High Court holds ex-employer liable for negligent misstatement due to email sent to new employer 6 years after employee had left.

Mr McKie had been dismissed by Bath University shortly after it received an email from his former employer, Swindon College, stating that it “had very real safeguarding concerns for our students and there were serious staff relationship problems during his employment”. The college had sent the email not in response to a reference request but rather of its own volition, following a visit to the college by Mr McKie in his new role for Bath University.

The court found that the contents of the email were “largely fallacious and untrue” and that Mr McKie had suffered financial loss as a result. However, he noted that there was no case law which provided authority for a finding that the college had breached a duty of care owed to Mr McKie in the circumstances (i.e. a non-reference situation).  
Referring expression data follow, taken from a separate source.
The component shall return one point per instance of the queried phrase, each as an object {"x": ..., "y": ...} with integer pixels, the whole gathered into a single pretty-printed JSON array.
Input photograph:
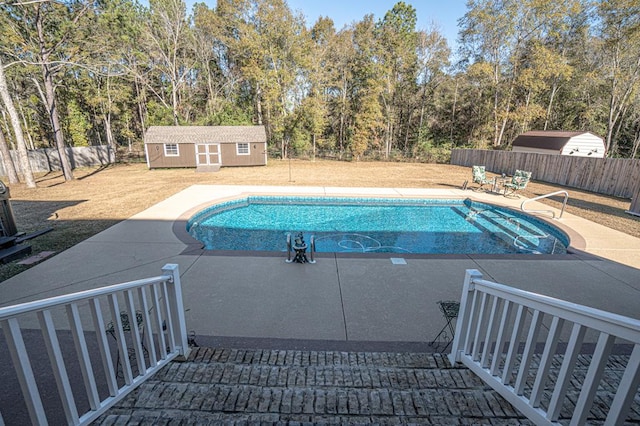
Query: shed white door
[{"x": 207, "y": 154}]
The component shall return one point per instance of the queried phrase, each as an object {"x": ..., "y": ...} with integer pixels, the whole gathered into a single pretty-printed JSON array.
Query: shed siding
[
  {"x": 157, "y": 159},
  {"x": 256, "y": 155},
  {"x": 187, "y": 137}
]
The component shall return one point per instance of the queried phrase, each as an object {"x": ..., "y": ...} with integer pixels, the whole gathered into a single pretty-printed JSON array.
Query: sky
[{"x": 443, "y": 13}]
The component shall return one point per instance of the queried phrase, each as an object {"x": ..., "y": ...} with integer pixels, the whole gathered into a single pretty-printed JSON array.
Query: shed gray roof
[
  {"x": 202, "y": 134},
  {"x": 552, "y": 140}
]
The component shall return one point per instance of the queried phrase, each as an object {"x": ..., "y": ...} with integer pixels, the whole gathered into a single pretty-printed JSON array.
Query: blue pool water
[{"x": 364, "y": 225}]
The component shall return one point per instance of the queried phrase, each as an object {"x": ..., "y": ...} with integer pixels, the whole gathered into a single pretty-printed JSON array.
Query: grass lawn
[{"x": 101, "y": 197}]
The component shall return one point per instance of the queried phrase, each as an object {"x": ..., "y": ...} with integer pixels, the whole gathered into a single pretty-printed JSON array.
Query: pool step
[{"x": 529, "y": 240}]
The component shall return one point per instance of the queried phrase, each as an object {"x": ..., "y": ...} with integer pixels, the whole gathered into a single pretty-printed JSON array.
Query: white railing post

Notwithstanding the lack of previous authority, the court held that the college did in fact owe a duty of care to Mr McKie. Identifying this as a case of “negligent misstatement”, the court was satisfied that the test laid down in the leading case of Caparo v Dickman had been satisfied.  

  • Foreseeability: it was reasonably foreseeable that the college’s conduct in sending its email would cause loss to Mr McKie;
  • Proximity: although it had been six years since Mr McKie left Swindon College, the college had brought about the necessary degree of proximity by relying on information concerning Mr McKie’s employment at the college as the basis for its comments; and
  • Just and equitable: it was just and equitable in the circumstances to impose a duty of care on the college as, if no duty was imposed, Mr McKie would be left without remedy in relation to the obvious wrong he had suffered.


It has long been established, since the 1995 case of Spring v Guardian Assurance, that an employer who provides a reference owes the subject of that reference a duty of care in relation to the accuracy of its contents. This case illustrates a willingness on the part of the courts to extend that duty to cases involving non-reference situations.

Employers should take care to ensure that they have appropriate procedures in place to monitor and control comments made about former employees (whether verbal or written) in respect of all communications, and not just responses to reference requests.  


Mr McKie worked for Swindon College from 1995 to November 2002. He then worked at City of Bath College until 2007, following which he moved to Bristol City College. He joined Bath University in May 2008 as director of studies. Swindon College gave him an excellent reference.

The University of Bath oversees degree courses at certain further education colleges, one of those being Swindon College. Part of Mr McKie's duties as director of studies involved liaising with and visiting the colleges. On 5 June 2008, Robert Rowe, Human Resources Manager at Swindon College, sent an e-mail to the University of Bath, stating:  

"...we would be unable to accept Rob McKie on our premises or delivering to our students. The reason for this is that we had very real safeguarding concerns for our students and there were serious staff relationship problems during his employment at this College. No formal action was taken against Mr McKie because he had left our employment before this was instigated. I understand that similar issues arose at the City of Bath College."

Mr McKie was dismissed by Bath University as a result of the email. Mr McKie sued Swindon College in the tort of negligence.